Death becomes Him
I read this today on the CBC website:
Irving Layton died Wednesday at the age of 93 from Alzheimer’s in a geriatric home, an entirely unsuitable way for Irving Layton to die. He really should have gone off in the middle of a violent and elaborate sexual act, or interrupting a particularly solemn moment in a religious ceremony. Such a long, lingering cruel emptiness of a death flouts the symbolic vitality that filled the rest of his life to the brim, and which spilled over into his written works, some of the most passionate lyrics in English Canadian letters.I resent how the writer is dissatisfied by the manner of Mr. Layton's death. That somehow, the poet (or at least, the circumstances of his death) has let down all of English Canada by the mundane conclusion of life's final act.

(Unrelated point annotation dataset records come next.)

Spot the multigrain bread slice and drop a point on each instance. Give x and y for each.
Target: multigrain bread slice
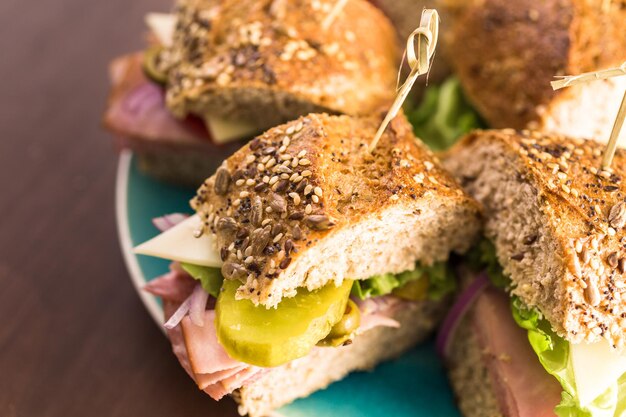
(306, 204)
(556, 222)
(323, 366)
(507, 52)
(168, 150)
(269, 61)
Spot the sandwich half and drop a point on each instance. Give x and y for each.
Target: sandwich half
(544, 334)
(218, 71)
(506, 53)
(309, 258)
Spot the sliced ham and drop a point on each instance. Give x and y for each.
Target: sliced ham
(136, 109)
(206, 355)
(204, 380)
(175, 286)
(522, 385)
(206, 361)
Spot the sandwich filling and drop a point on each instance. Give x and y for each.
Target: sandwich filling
(224, 342)
(592, 377)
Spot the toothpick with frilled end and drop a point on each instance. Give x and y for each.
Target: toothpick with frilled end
(426, 37)
(570, 80)
(333, 13)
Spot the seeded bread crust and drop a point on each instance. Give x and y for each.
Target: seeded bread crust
(507, 52)
(269, 61)
(306, 204)
(557, 224)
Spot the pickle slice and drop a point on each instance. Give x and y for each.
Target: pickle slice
(271, 337)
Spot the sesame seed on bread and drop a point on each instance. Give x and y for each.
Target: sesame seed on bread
(269, 61)
(557, 223)
(306, 204)
(506, 53)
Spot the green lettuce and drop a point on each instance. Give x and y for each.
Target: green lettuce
(444, 115)
(551, 349)
(441, 281)
(553, 353)
(210, 278)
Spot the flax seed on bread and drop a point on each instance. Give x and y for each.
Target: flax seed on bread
(306, 204)
(507, 52)
(270, 61)
(557, 224)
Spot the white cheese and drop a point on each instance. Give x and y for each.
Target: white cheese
(596, 366)
(162, 26)
(179, 244)
(224, 131)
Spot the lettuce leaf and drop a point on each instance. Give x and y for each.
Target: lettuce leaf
(483, 256)
(444, 115)
(441, 281)
(553, 353)
(210, 278)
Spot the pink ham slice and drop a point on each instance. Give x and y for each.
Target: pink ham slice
(175, 286)
(199, 351)
(523, 387)
(206, 355)
(136, 109)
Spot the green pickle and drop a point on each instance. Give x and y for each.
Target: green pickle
(343, 331)
(151, 65)
(271, 337)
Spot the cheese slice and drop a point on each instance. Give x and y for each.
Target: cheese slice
(162, 26)
(596, 366)
(224, 131)
(179, 244)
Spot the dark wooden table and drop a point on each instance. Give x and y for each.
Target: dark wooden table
(74, 338)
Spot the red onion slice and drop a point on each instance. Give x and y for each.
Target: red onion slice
(179, 314)
(197, 306)
(168, 221)
(462, 305)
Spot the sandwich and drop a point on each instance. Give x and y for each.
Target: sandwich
(541, 331)
(308, 257)
(506, 53)
(217, 72)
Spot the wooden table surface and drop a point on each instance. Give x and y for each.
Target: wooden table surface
(75, 339)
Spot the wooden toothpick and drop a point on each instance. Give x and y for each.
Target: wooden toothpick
(570, 80)
(609, 152)
(426, 34)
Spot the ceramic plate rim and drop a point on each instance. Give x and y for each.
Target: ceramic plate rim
(123, 231)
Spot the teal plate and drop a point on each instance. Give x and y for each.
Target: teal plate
(414, 385)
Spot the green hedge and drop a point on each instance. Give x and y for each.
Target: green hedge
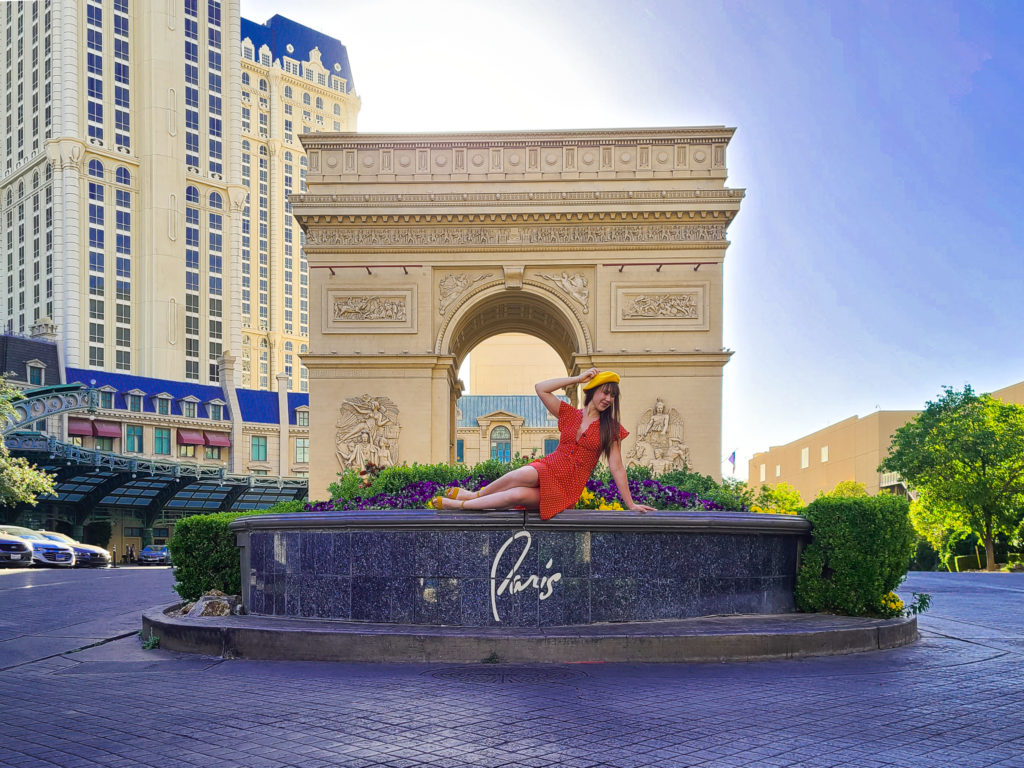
(205, 554)
(859, 552)
(969, 562)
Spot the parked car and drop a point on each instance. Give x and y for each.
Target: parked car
(14, 551)
(86, 555)
(44, 551)
(155, 555)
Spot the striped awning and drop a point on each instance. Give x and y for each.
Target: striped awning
(217, 438)
(190, 437)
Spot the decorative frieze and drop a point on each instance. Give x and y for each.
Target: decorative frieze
(369, 311)
(454, 285)
(367, 432)
(643, 307)
(574, 285)
(566, 235)
(658, 441)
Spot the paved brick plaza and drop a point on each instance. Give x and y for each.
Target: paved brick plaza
(955, 697)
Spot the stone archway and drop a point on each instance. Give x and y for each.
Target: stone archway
(606, 245)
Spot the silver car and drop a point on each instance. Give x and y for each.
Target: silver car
(85, 554)
(44, 551)
(14, 551)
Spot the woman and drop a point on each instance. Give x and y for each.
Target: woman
(554, 482)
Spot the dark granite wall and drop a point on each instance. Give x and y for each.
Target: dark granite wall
(444, 577)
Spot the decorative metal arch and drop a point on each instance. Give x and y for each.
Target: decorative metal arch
(41, 403)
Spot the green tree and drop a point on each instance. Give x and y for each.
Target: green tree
(20, 482)
(781, 499)
(966, 454)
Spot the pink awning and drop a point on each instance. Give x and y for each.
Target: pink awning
(190, 437)
(105, 429)
(80, 427)
(217, 438)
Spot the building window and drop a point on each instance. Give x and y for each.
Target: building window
(162, 441)
(133, 439)
(501, 443)
(258, 449)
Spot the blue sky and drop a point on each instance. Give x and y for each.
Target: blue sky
(878, 254)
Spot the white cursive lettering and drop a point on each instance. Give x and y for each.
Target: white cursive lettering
(513, 583)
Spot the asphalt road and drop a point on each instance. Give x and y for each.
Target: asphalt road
(78, 689)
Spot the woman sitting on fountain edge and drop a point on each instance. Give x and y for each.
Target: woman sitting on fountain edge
(554, 482)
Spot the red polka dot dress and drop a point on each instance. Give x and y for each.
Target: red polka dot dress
(564, 473)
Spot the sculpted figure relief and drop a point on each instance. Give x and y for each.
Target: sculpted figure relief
(368, 308)
(675, 305)
(368, 431)
(574, 285)
(659, 440)
(453, 286)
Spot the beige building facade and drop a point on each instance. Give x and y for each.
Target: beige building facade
(850, 450)
(290, 87)
(606, 245)
(148, 152)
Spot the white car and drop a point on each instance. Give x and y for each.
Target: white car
(44, 551)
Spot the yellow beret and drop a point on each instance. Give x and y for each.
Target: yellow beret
(602, 378)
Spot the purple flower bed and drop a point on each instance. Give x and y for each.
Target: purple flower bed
(416, 496)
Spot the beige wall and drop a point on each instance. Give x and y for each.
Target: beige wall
(850, 450)
(512, 364)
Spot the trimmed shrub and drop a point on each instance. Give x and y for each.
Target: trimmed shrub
(205, 554)
(859, 552)
(969, 562)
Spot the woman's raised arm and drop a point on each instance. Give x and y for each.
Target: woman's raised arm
(546, 389)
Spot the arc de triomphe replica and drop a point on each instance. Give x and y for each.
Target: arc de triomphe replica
(606, 245)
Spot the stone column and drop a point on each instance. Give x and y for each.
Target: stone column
(284, 460)
(226, 368)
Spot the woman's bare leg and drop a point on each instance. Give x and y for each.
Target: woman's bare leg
(522, 477)
(516, 497)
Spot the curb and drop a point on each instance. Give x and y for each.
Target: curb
(708, 639)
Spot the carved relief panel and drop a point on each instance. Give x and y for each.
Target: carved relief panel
(367, 432)
(684, 307)
(658, 441)
(453, 286)
(355, 311)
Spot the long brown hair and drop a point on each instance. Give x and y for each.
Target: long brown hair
(608, 417)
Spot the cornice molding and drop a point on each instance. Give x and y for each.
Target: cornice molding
(483, 139)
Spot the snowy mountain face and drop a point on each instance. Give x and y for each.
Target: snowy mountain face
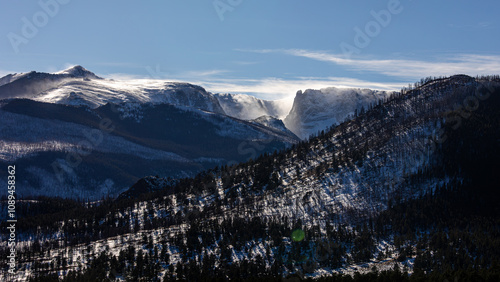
(80, 152)
(248, 107)
(77, 86)
(315, 110)
(158, 128)
(310, 210)
(409, 147)
(272, 122)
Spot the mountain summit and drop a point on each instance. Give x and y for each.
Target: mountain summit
(78, 71)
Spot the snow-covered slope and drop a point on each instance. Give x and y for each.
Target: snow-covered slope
(248, 107)
(273, 122)
(78, 86)
(315, 110)
(396, 151)
(63, 150)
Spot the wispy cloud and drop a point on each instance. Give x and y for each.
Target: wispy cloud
(470, 64)
(269, 88)
(479, 25)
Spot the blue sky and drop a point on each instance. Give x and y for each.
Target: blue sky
(269, 49)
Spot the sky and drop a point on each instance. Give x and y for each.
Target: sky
(269, 49)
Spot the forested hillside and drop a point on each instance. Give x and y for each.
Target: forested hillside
(405, 191)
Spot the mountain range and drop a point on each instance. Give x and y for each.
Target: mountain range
(169, 129)
(407, 185)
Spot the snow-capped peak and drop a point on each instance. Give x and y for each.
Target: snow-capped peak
(78, 71)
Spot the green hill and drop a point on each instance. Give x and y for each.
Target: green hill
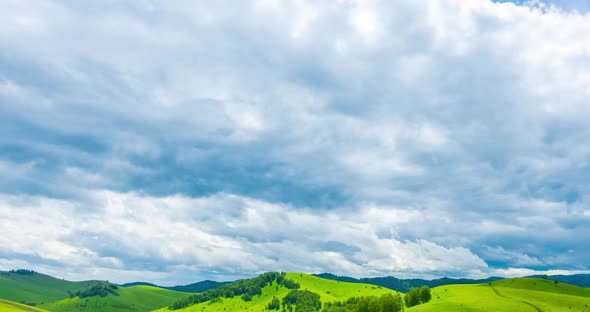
(133, 298)
(521, 294)
(11, 306)
(35, 288)
(328, 291)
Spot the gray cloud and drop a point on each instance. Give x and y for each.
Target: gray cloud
(451, 130)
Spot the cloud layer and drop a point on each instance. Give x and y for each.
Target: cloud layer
(184, 141)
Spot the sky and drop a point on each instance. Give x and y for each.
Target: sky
(176, 141)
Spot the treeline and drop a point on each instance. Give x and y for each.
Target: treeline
(101, 289)
(23, 272)
(246, 288)
(302, 300)
(385, 303)
(417, 296)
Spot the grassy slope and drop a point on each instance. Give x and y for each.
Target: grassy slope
(37, 288)
(533, 295)
(134, 298)
(328, 290)
(11, 306)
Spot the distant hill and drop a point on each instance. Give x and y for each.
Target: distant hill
(11, 306)
(34, 288)
(508, 295)
(191, 288)
(268, 290)
(128, 299)
(580, 280)
(58, 295)
(404, 285)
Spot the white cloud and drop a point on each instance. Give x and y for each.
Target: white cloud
(442, 129)
(222, 233)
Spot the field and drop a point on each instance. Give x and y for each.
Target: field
(134, 298)
(11, 306)
(522, 294)
(47, 293)
(53, 294)
(328, 290)
(37, 288)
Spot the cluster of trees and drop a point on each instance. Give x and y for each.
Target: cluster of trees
(302, 300)
(385, 303)
(23, 272)
(246, 288)
(102, 289)
(417, 296)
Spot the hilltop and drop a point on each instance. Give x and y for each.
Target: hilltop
(23, 289)
(309, 285)
(516, 294)
(404, 285)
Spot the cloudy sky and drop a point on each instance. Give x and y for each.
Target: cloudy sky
(173, 141)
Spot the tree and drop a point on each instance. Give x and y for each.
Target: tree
(275, 304)
(425, 295)
(412, 298)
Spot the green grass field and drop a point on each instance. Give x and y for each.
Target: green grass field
(134, 299)
(516, 294)
(520, 294)
(11, 306)
(328, 290)
(37, 288)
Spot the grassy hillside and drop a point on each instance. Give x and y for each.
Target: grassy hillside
(11, 306)
(134, 298)
(35, 288)
(329, 290)
(191, 288)
(404, 285)
(521, 294)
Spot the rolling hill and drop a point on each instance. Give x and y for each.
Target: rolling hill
(35, 288)
(133, 298)
(57, 295)
(191, 288)
(328, 291)
(258, 294)
(520, 294)
(404, 285)
(11, 306)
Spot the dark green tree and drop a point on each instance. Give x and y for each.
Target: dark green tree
(412, 298)
(425, 295)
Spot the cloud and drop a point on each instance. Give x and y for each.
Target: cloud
(217, 236)
(449, 130)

Perhaps because I'm experiencing (vicariously) the drama of a family attempting to cope with the living wage of Alzheimer's -- which is anything but staid, banal or boring. But also because it begs to to question: must we, who spend so much time assessing, steering and shaping the course of our lives also be thinking about doing the same with our deaths. Cannot death be the ultimate relaxation, the point at which we relinquish control and allow the natural what will be to be?
In point of fact, that is what death is. Unless the Ultimate Control Freak plans the Ultimate Death and chooses suicide, none of us are in control of our deaths. This is not how it 'should' be , or how it 'could' be, this is how it is.
And so I beg the writer of the online memorial to Irving Layton: please, allow the man to rest in peace.
Now I'll go read the rest of the article.